Paulo Exequiel Dybala (born 15 November 1993) is an Argentine professional footballer who plays as a forward for Serie A club Roma and the Argentina national team.

Nicknamed "La Joya" ("The Jewel"), Dybala began his senior club career in 2011 playing for Instituto de Córdoba, before signing for Palermo in 2012, at age 18, where he won a Serie B title. In 2015, Dybala signed for Juventus and won five league titles and four Coppas Italia. He was also voted Serie A Most Valuable Player once, was also included in the Serie A Team of the Year four times, and ranks as Juventus' ninth-highest all-time goalscorer. In 2022, he joined Roma.

Dybala made his senior international debut for Argentina in 2015 at age 21, and has since earned over 30 caps, including appearing at the 2018 FIFA World Cup, 2019 Copa América and 2022 World Cup, winning the latter tournament.

Early life
Dybala was born in Laguna Larga, Córdoba, Argentina. His grandfather, Bolesław Dybała, was from the village of Kraśniów in Poland; he fled from his country of birth to Argentina during World War II. Some of his grandfather's family moved to Canada. Dybala's family also has partial Italian origins through his maternal great-grandmother, who was from the Province of Naples.

Club career

Instituto de Córdoba
Nicknamed "La Joya" or "El pibe de la pensión", Dybala made his professional debut in the Primera B Nacional (Argentine second division) with his hometown club Instituto Atlético Central Córdoba at age 17. In total, he played 40 matches with the club, scoring 17 goals. He was the youngest to score a goal, beating the record of Mario Kempes. Dybala was also the first to play 38 consecutive matches in a professional league in the country (again edging Kempes), and was also the first to score two hat-tricks in a season. Dybala also scored in six consecutive games, surpassing the previous record of four matches.

Palermo

On 29 April 2012, U.S. Città di Palermo president Maurizio Zamparini announced the signing of Dybala stating, "We have got Paulo Dybala – the new Sergio Agüero." Later the same day, however, Instituto's general secretary José Teaux stated that the man who had completed the negotiations with Palermo did not have the mandate to sell Dybala. Nonetheless, on 20 July 2012 Palermo released a press announcement confirming the signing of Dybala, who signed a four-year deal with the Sicilian club. According to the financial filing of the club, the transfer fee was €8.64 million.

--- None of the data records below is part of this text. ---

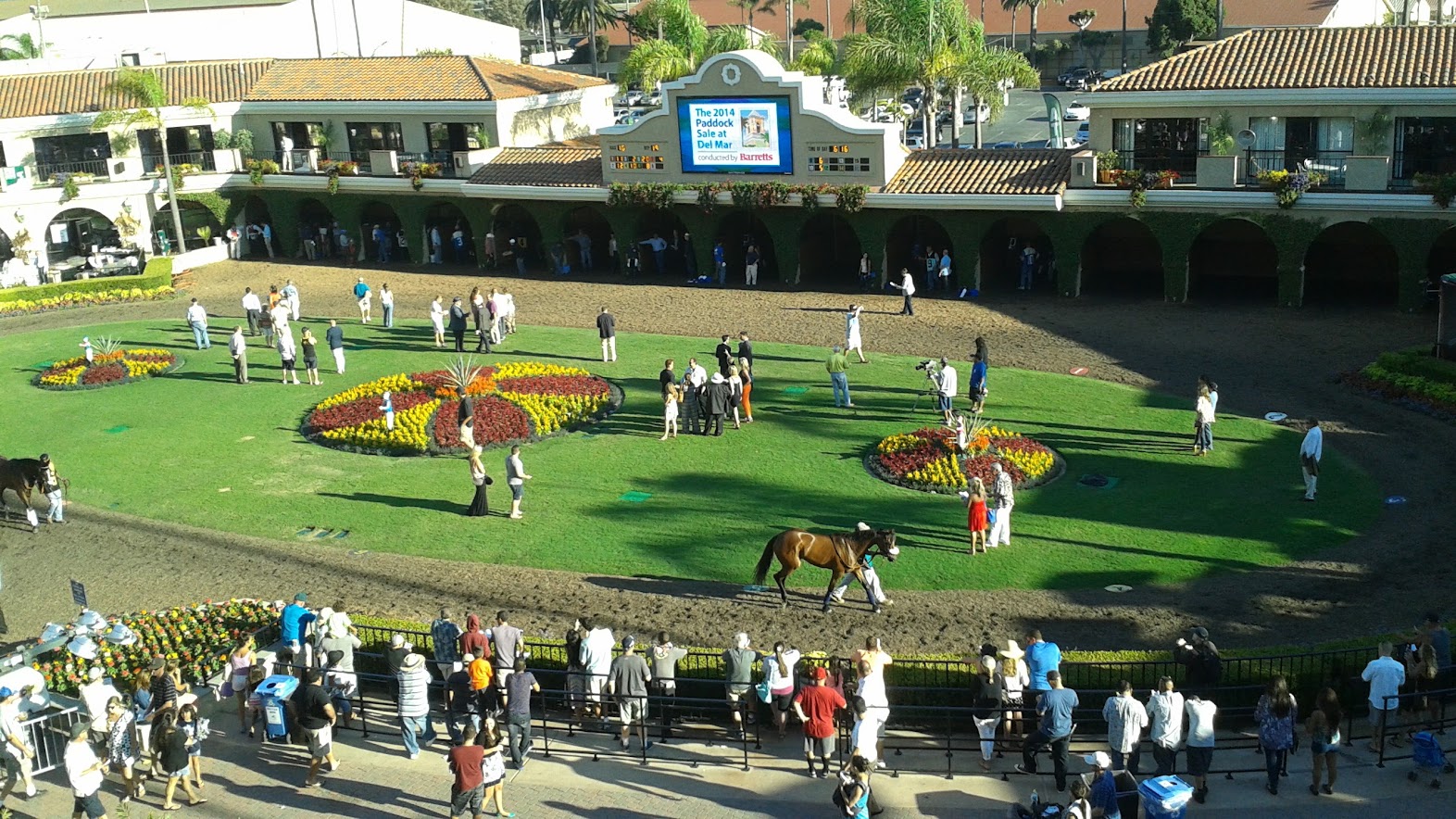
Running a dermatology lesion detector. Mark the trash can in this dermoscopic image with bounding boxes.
[1137,776,1192,819]
[257,674,298,742]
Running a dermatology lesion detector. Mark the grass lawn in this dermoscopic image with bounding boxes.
[0,321,1380,588]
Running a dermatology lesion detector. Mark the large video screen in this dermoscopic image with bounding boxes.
[677,96,794,173]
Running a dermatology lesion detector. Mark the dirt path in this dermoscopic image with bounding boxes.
[8,258,1456,651]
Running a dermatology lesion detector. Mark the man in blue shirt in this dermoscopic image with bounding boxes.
[1016,667,1077,791]
[278,592,319,657]
[1082,750,1123,819]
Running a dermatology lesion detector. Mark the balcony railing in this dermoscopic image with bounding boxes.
[35,158,110,183]
[1243,150,1349,188]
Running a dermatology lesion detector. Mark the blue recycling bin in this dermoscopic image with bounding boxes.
[1137,776,1192,819]
[257,674,298,742]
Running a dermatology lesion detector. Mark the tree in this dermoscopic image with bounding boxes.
[0,33,41,59]
[1143,0,1219,57]
[90,69,216,249]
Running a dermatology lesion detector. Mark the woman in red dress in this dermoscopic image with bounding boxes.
[961,478,988,554]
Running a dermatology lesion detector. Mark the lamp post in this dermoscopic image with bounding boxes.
[31,6,51,59]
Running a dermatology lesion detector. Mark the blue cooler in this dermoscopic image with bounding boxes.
[1137,776,1192,819]
[257,674,298,742]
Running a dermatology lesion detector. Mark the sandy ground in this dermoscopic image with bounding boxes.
[0,262,1456,651]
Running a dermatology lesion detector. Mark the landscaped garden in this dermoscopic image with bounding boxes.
[0,319,1380,588]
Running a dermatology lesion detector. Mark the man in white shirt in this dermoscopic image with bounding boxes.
[228,325,247,384]
[937,359,961,427]
[186,298,213,350]
[1357,641,1405,753]
[66,723,107,819]
[1299,418,1325,503]
[244,287,264,335]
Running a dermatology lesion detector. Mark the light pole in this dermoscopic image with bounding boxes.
[31,6,51,59]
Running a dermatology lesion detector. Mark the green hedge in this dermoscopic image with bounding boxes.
[0,257,171,302]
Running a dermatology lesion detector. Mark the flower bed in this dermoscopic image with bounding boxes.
[865,425,1064,494]
[35,350,182,389]
[33,600,278,697]
[303,361,621,455]
[0,287,176,316]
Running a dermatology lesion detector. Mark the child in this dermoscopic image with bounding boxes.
[378,382,395,432]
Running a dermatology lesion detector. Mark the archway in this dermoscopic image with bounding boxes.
[885,216,955,296]
[1305,221,1400,308]
[359,201,410,262]
[425,203,474,265]
[982,216,1057,293]
[560,206,611,274]
[632,208,686,275]
[1188,219,1278,305]
[1082,217,1163,297]
[713,210,784,284]
[492,204,546,271]
[799,210,861,290]
[295,198,333,259]
[45,207,120,267]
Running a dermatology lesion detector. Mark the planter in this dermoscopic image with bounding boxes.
[1197,155,1243,189]
[1346,156,1390,191]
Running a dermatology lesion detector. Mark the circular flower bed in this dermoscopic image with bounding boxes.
[865,425,1066,494]
[35,350,182,389]
[303,361,621,455]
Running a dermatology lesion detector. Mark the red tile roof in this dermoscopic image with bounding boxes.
[883,148,1072,194]
[469,147,601,188]
[1099,26,1456,92]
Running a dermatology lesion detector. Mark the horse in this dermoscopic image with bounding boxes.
[753,529,899,613]
[0,458,41,534]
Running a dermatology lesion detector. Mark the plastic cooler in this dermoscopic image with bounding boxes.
[257,674,298,740]
[1137,776,1192,819]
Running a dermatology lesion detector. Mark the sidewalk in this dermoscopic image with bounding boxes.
[6,690,1456,819]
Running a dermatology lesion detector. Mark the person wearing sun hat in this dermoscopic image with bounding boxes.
[1083,750,1123,819]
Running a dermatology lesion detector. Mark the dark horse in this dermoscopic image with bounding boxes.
[0,458,41,532]
[753,529,899,613]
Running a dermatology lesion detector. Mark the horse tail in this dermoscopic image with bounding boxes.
[753,535,784,586]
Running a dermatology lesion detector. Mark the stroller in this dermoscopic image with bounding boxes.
[1405,732,1456,788]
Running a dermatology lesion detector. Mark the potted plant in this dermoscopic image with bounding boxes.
[1094,150,1123,185]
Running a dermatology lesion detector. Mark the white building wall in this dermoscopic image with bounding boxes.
[0,0,521,70]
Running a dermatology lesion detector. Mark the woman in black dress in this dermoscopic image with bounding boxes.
[464,446,495,517]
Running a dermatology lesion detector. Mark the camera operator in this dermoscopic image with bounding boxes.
[934,359,960,427]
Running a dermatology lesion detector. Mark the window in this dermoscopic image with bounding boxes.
[1386,117,1456,179]
[1112,118,1209,176]
[345,122,405,162]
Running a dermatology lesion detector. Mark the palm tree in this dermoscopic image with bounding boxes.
[0,33,41,59]
[90,69,216,249]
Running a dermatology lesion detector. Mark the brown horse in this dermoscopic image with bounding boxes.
[0,458,41,532]
[753,527,899,613]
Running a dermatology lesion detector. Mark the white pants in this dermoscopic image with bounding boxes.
[830,567,885,603]
[985,506,1010,547]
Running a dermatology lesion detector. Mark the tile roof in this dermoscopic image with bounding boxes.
[0,59,274,120]
[469,147,601,188]
[1099,26,1456,92]
[883,148,1072,194]
[247,56,606,102]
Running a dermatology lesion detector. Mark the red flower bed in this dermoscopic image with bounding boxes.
[495,376,610,397]
[305,392,435,432]
[82,364,127,384]
[433,395,532,448]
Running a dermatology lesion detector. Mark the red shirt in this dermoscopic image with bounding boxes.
[450,745,484,793]
[794,685,845,738]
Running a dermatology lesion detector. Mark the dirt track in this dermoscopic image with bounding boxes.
[0,258,1456,651]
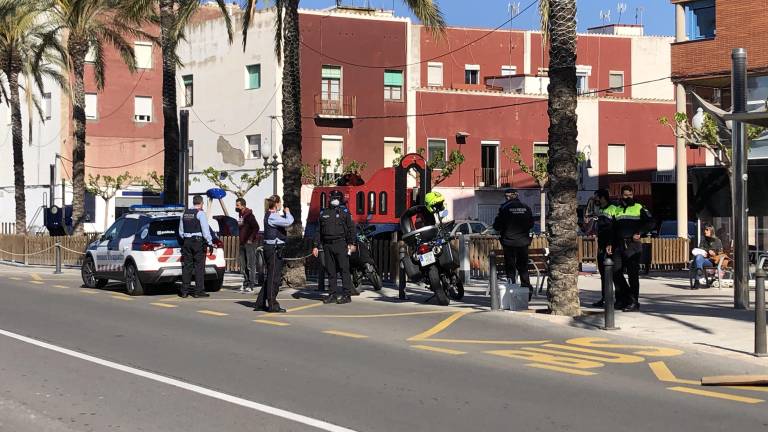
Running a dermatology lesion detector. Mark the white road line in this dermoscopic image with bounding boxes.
[0,329,356,432]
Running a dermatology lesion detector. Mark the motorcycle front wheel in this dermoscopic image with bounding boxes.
[429,265,451,306]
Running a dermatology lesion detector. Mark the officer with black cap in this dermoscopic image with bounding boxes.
[179,195,213,298]
[312,190,355,304]
[493,189,533,297]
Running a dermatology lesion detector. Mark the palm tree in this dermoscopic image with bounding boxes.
[47,0,147,234]
[540,0,580,316]
[243,0,445,281]
[0,0,63,234]
[131,0,232,204]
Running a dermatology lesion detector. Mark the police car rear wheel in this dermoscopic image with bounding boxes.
[125,263,144,296]
[80,256,109,288]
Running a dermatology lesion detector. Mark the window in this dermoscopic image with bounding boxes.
[608,144,627,174]
[355,191,365,214]
[533,142,549,169]
[320,65,341,101]
[245,134,261,159]
[427,138,448,169]
[608,72,624,93]
[384,70,403,100]
[133,96,152,123]
[379,192,387,214]
[320,135,343,176]
[685,0,717,40]
[181,75,194,106]
[368,192,376,214]
[656,146,675,173]
[501,65,517,76]
[245,65,261,90]
[384,137,404,168]
[43,93,53,120]
[427,62,443,87]
[85,93,99,120]
[464,65,480,84]
[133,42,152,69]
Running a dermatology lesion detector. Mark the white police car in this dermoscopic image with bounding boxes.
[81,206,225,295]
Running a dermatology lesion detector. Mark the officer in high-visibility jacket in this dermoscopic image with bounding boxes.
[179,195,213,298]
[610,185,654,312]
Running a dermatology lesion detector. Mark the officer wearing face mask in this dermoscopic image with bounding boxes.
[608,185,654,312]
[312,190,355,304]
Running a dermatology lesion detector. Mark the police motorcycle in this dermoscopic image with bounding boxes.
[349,217,383,293]
[400,192,464,306]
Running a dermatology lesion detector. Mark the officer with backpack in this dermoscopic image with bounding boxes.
[312,190,356,304]
[179,195,213,298]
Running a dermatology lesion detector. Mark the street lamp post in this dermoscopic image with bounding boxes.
[264,153,283,195]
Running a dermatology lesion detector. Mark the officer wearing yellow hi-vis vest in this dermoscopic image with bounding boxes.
[606,185,654,312]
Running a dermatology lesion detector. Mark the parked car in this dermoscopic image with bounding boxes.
[81,206,226,295]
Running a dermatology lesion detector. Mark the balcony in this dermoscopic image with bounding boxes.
[474,168,512,189]
[315,95,357,119]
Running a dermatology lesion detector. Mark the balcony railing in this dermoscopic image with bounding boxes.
[475,168,512,189]
[315,95,357,119]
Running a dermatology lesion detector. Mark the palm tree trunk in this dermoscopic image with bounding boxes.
[547,0,580,316]
[68,37,88,234]
[8,67,26,234]
[274,0,306,286]
[160,0,180,205]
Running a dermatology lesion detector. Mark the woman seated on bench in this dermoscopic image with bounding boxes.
[693,224,723,270]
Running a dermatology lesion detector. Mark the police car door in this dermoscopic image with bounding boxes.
[96,219,123,277]
[109,215,139,275]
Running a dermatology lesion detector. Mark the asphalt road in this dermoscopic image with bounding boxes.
[0,267,768,432]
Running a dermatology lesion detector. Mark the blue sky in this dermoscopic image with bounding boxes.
[292,0,675,35]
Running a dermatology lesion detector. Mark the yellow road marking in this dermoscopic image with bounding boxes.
[253,320,290,327]
[408,311,472,341]
[323,330,368,339]
[420,338,549,345]
[526,363,597,376]
[411,345,466,355]
[274,312,450,318]
[667,387,765,404]
[648,361,700,385]
[286,302,323,313]
[197,309,229,316]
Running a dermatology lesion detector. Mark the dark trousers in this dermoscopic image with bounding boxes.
[323,240,352,296]
[504,246,531,288]
[613,250,642,305]
[181,237,206,294]
[239,244,258,288]
[256,244,283,309]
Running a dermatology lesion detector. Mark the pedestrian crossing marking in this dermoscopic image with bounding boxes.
[323,330,368,339]
[253,320,290,327]
[197,309,229,316]
[411,345,467,355]
[667,387,765,404]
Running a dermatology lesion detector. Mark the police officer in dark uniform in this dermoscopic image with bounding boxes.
[312,190,355,304]
[493,189,533,297]
[256,195,293,313]
[179,195,213,298]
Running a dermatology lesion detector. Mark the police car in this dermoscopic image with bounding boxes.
[81,206,225,296]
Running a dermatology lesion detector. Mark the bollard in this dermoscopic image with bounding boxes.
[755,266,768,357]
[397,246,408,300]
[53,242,61,274]
[488,251,501,311]
[602,255,619,330]
[317,249,325,291]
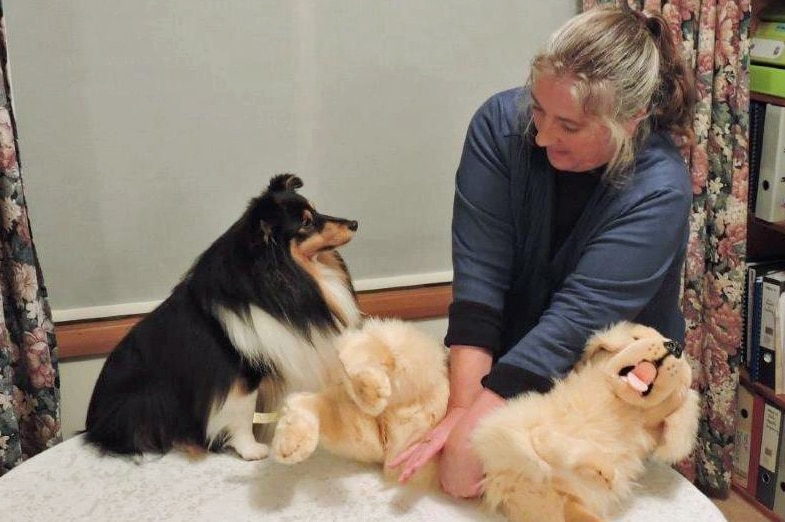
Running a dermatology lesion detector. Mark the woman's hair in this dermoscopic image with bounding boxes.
[529,2,696,184]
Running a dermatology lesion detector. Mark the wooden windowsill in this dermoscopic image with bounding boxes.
[55,283,452,361]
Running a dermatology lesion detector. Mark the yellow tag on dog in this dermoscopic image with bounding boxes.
[253,411,281,424]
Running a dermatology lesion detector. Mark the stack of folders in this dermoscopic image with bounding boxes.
[732,386,785,518]
[741,260,785,388]
[750,104,785,223]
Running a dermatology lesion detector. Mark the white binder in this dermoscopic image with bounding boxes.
[755,103,785,223]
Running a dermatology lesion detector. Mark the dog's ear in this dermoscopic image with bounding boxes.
[581,321,662,362]
[267,174,303,192]
[259,220,273,245]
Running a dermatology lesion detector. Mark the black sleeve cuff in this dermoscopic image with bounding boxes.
[482,363,554,399]
[444,301,502,354]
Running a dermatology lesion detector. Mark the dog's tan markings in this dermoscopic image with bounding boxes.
[316,250,351,286]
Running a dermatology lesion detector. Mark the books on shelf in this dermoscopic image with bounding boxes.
[758,271,785,393]
[755,403,782,509]
[750,103,785,223]
[740,259,785,382]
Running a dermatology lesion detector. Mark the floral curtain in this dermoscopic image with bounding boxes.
[0,3,62,475]
[583,0,751,497]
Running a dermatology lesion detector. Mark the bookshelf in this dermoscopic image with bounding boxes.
[732,0,785,522]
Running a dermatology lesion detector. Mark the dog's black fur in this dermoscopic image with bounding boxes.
[85,174,359,459]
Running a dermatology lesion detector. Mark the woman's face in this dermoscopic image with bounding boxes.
[531,74,614,172]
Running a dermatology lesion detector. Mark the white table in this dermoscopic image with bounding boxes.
[0,437,725,522]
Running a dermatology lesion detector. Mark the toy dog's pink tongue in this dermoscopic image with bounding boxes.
[627,361,657,393]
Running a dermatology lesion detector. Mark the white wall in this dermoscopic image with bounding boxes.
[4,0,576,320]
[60,319,447,439]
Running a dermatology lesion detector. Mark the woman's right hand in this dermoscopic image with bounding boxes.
[387,346,493,482]
[387,407,466,484]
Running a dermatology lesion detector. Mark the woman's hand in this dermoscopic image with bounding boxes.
[439,389,505,498]
[387,346,494,483]
[387,407,466,484]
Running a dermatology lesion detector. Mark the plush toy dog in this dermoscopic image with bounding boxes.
[272,319,699,522]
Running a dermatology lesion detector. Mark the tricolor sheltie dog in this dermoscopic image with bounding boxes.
[85,174,360,460]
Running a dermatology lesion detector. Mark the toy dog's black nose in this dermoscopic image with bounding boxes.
[665,340,684,359]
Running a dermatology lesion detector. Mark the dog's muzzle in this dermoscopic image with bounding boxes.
[665,340,684,359]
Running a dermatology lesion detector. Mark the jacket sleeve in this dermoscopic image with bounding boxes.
[485,179,691,396]
[445,91,516,351]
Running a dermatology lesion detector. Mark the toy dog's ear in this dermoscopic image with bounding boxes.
[267,174,303,192]
[581,321,662,362]
[259,220,273,245]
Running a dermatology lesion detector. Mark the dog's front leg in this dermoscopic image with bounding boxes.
[654,390,700,464]
[271,392,323,464]
[531,427,616,488]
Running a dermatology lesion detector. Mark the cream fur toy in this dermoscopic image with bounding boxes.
[272,319,699,522]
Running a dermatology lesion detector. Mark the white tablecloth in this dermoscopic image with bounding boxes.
[0,437,725,522]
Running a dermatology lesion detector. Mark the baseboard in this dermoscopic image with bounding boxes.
[55,283,452,361]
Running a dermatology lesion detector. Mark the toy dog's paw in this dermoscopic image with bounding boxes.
[346,368,391,416]
[577,461,616,491]
[271,408,319,464]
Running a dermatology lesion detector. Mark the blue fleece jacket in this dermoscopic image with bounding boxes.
[445,88,692,397]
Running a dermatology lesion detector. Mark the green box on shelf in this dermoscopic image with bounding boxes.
[750,64,785,98]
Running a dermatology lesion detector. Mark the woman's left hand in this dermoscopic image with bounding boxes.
[439,389,505,498]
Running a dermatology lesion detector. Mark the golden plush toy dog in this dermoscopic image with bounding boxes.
[272,320,699,522]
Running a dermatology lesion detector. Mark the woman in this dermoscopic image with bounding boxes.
[392,7,695,497]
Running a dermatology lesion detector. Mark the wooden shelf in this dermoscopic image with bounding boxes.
[55,283,452,360]
[731,484,785,522]
[739,369,785,410]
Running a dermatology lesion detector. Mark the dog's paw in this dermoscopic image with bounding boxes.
[345,368,391,416]
[272,409,319,464]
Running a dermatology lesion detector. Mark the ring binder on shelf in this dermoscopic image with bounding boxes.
[755,104,785,223]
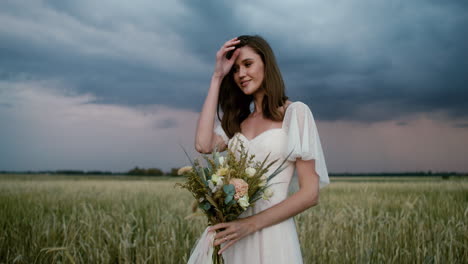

Dybala made his debut for the club in a Serie A match against Lazio. He scored his first and second goal in Italy on 11 November 2012 when Palermo defeated Sampdoria at home, 2–0. Dybala had his breakthrough season in the 2014–15 Serie A where he scored ten goals in the first half of the season, forming a successful striking partnership with fellow Argentine–Italian Franco Vázquez and being linked with several top European clubs. He finished the season with 13 goals and 10 assists, which made him one of the top assist providers in the league.

Juventus

2015–2018: Transfer and three domestic doubles
On 4 June 2015, Juventus announced the signing of Dybala on a five-year deal for a fee of €32 million (plus €8 million in add-ons). He was assigned the number 21 shirt, previously worn by Andrea Pirlo, who left the club that summer. On 8 August, he came on as a 61st-minute substitute for Kingsley Coman against Lazio in the 2015 Supercoppa Italiana. He scored the second goal in the 73rd minute in a 2–0 win in Shanghai. On 30 August 2015, Dybala scored his first league goal for the club in the 87th minute in a 2–1 defeat to Roma. In his first 16 appearances of the season, Dybala managed six goals and two assists in all competitions, with a ratio of a goal every 151 minutes, which was superior to Carlos Tevez's and Alessandro Del Piero's goalscoring ratios in their debut seasons with Juventus. In the club's history, only Roberto Baggio maintained a superior goalscoring record in the opening games of his debut season.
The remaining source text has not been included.